Yine kendi sektörüm için söyleyeyim, sigortam 12.5 yıllık iş hayatımda ki 3 ay hariç hep düşükten hatta bazen asgari ücretten yattı. Pazar tatili diye birşey son 2 yıl hariç hiç bilmedim. Haftanın 7 günü çalıştık, sadece dini bayramlar tatildi ve kışın yağışlı günlerde olanaksız olduğu için çalışmadığımız zamanlar oluyordu. Yıllık izin diye birşey de son 2 yılım hariç bilmedim.
Ve ben inanın tüm bu olanlara rağmen Türkiye standartlarında şanslı küçük bir kısmın içindeyim. 40 yaşından sonra da iş anlamında en verimli çağımda topluma faydam olmuş olmamış zerre umurumda değil artık kendi özgürlüğümü düşünmek istiyorum.
Bu yüzden finansal özgürlüğünüzü sağlamak, ailenizin mutluluğu sonrasında hayatta ki ikinci amacınız olsun. Ve şu an henüz 2 yaşında ki oğlumun gelecekte bu kısır döngüye girmesini nasıl engellerim diye düşünmekten kendimi alıkoyamıyorum.
Hocam bizim gibi genç nüfusu yüksek ülkelerde sgk benzeri kurumlar kar eder. Nüfus yaşlanmaya başladığında zarar etmeye başlar ama bizimki gibi değil tabi. O zamanda devlet bütçesinden sübvanse eder. Mevcut sgk geçmiş hatalardan dolayı çok kötü durumda. Nüfus gittikçe yaşlandığı için daha iyiye gideceğini sanmıyorum. 2050 de 96 milyon görüp düşüşe geçeceğini okumuştum nüfusun.
inan yazıyı okurken içim sızladı...bu başlığı açmamdaki en büyük etken, genç beyaz yaka arkadaşlar ileride işten kovulan mühendis abimizin durumuna düşmesin diye.

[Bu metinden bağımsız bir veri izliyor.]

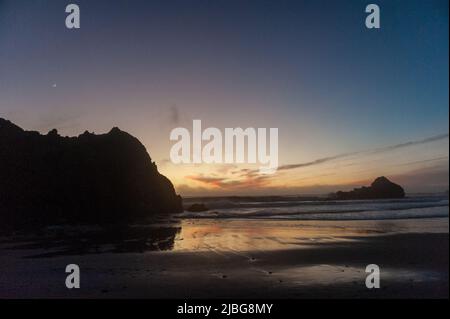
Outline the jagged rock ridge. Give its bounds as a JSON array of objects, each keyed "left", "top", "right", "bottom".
[{"left": 0, "top": 118, "right": 182, "bottom": 229}]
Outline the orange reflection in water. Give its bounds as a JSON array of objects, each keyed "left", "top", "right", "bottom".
[{"left": 173, "top": 218, "right": 448, "bottom": 251}]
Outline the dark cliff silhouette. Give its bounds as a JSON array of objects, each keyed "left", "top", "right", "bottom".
[
  {"left": 0, "top": 118, "right": 182, "bottom": 226},
  {"left": 335, "top": 176, "right": 405, "bottom": 199}
]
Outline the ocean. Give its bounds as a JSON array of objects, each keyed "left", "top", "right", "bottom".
[{"left": 177, "top": 195, "right": 449, "bottom": 220}]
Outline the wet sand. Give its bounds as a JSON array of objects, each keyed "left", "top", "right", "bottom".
[{"left": 0, "top": 218, "right": 449, "bottom": 298}]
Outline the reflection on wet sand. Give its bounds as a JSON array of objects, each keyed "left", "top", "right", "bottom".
[
  {"left": 0, "top": 223, "right": 180, "bottom": 258},
  {"left": 173, "top": 218, "right": 448, "bottom": 251}
]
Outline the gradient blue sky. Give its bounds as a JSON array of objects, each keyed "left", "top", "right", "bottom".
[{"left": 0, "top": 0, "right": 449, "bottom": 195}]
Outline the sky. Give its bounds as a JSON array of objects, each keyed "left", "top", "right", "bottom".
[{"left": 0, "top": 0, "right": 449, "bottom": 196}]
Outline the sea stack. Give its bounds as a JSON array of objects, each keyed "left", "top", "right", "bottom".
[
  {"left": 0, "top": 118, "right": 182, "bottom": 226},
  {"left": 335, "top": 176, "right": 405, "bottom": 200}
]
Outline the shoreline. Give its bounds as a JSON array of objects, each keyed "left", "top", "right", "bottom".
[{"left": 0, "top": 218, "right": 449, "bottom": 299}]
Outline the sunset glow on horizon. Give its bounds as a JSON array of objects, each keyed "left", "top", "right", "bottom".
[{"left": 0, "top": 0, "right": 449, "bottom": 196}]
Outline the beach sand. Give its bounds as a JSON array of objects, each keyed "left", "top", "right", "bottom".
[{"left": 0, "top": 218, "right": 449, "bottom": 298}]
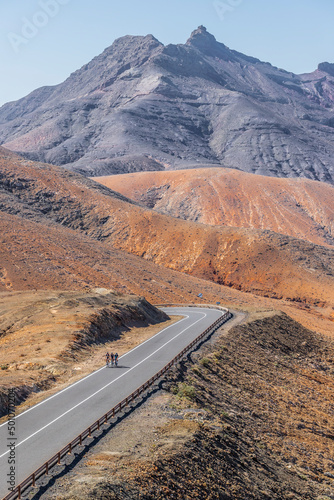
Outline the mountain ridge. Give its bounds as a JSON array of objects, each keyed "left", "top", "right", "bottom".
[{"left": 0, "top": 26, "right": 334, "bottom": 183}]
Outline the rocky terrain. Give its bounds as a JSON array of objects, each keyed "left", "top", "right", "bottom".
[
  {"left": 95, "top": 168, "right": 334, "bottom": 246},
  {"left": 0, "top": 146, "right": 334, "bottom": 307},
  {"left": 0, "top": 26, "right": 334, "bottom": 183},
  {"left": 34, "top": 312, "right": 334, "bottom": 500},
  {"left": 0, "top": 288, "right": 169, "bottom": 417}
]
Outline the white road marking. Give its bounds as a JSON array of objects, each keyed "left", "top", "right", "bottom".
[
  {"left": 0, "top": 313, "right": 207, "bottom": 458},
  {"left": 0, "top": 313, "right": 189, "bottom": 428}
]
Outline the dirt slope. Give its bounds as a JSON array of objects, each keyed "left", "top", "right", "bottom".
[
  {"left": 95, "top": 168, "right": 334, "bottom": 245},
  {"left": 0, "top": 147, "right": 334, "bottom": 304},
  {"left": 0, "top": 288, "right": 168, "bottom": 417}
]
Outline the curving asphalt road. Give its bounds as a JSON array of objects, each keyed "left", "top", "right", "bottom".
[{"left": 0, "top": 307, "right": 227, "bottom": 498}]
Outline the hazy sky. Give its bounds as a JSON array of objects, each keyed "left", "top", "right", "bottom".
[{"left": 0, "top": 0, "right": 334, "bottom": 105}]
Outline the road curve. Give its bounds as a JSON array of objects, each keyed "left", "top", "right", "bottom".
[{"left": 0, "top": 307, "right": 224, "bottom": 498}]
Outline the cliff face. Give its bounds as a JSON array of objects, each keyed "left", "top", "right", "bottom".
[
  {"left": 0, "top": 26, "right": 334, "bottom": 183},
  {"left": 37, "top": 314, "right": 334, "bottom": 500}
]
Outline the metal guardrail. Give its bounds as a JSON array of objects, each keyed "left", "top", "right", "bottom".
[{"left": 3, "top": 310, "right": 232, "bottom": 500}]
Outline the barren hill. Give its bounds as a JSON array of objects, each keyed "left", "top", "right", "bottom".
[
  {"left": 0, "top": 26, "right": 334, "bottom": 183},
  {"left": 95, "top": 168, "right": 334, "bottom": 245},
  {"left": 0, "top": 146, "right": 334, "bottom": 305}
]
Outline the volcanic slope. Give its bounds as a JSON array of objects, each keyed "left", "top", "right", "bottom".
[
  {"left": 95, "top": 168, "right": 334, "bottom": 245},
  {"left": 0, "top": 26, "right": 334, "bottom": 183},
  {"left": 0, "top": 146, "right": 334, "bottom": 305}
]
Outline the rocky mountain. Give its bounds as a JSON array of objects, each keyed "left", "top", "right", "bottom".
[
  {"left": 0, "top": 26, "right": 334, "bottom": 183},
  {"left": 95, "top": 168, "right": 334, "bottom": 245},
  {"left": 0, "top": 146, "right": 334, "bottom": 307}
]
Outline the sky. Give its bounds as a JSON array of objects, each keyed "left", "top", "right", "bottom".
[{"left": 0, "top": 0, "right": 334, "bottom": 105}]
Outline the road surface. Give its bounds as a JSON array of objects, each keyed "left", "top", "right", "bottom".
[{"left": 0, "top": 307, "right": 227, "bottom": 498}]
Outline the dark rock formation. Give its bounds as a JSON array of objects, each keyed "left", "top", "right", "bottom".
[{"left": 0, "top": 26, "right": 334, "bottom": 183}]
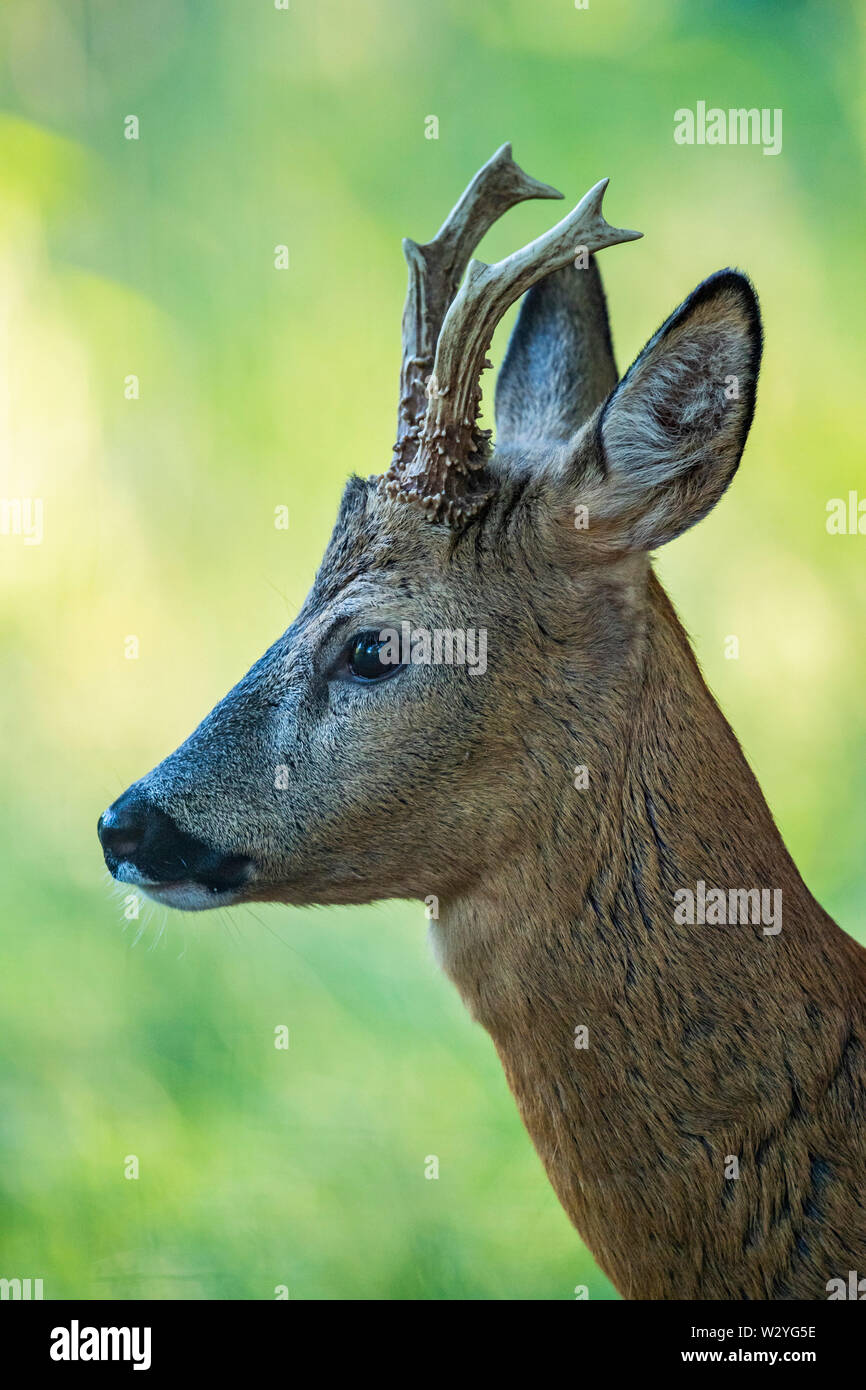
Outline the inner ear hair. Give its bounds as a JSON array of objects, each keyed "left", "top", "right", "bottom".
[{"left": 596, "top": 270, "right": 762, "bottom": 549}]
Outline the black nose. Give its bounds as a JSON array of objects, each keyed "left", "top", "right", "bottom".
[{"left": 96, "top": 787, "right": 253, "bottom": 892}]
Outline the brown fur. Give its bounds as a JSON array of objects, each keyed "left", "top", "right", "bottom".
[{"left": 103, "top": 219, "right": 866, "bottom": 1298}]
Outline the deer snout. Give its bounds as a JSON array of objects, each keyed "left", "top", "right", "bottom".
[{"left": 97, "top": 787, "right": 254, "bottom": 908}]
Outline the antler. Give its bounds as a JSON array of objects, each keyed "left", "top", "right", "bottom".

Belki farkındalığı yüksek, tasarruf ve yatırım bilinci üst düzeyde %20-30 luk bir kitle var...Bunlar için yazdıklarım çok kritik gözükmeyebilir. Ama neyazık ki, etrafımda gördüğüm örnekler genelde gelir-gider dengesini tututramamış, yaşaması gerektiğinden daha iyi yaşamaya çalışan, bu nedenle harcaması gerektiğinden çok daha fazla harcayan...tasarruf yapmayan, dolayısıyla da zamanında yatırım yapamayan örneklerle dolu.
Benim hedef kitlem, %60-70 i bulan bu kesim. Siz bir beyaz yaka olarak yukarıda anlattığım gruba girmiyorsanız, sadece tebriği hak ediyorsunuz demektir. Bu nedenle yazdıklarım, önerilerim vs size anlamsız gelebilir.
Estağfurullah, hangi gruba girersek girelim burada yazılanları okumak, üzerine düşünmek, kendi stratejilerimizi gözden geçirmek gayet faydalı.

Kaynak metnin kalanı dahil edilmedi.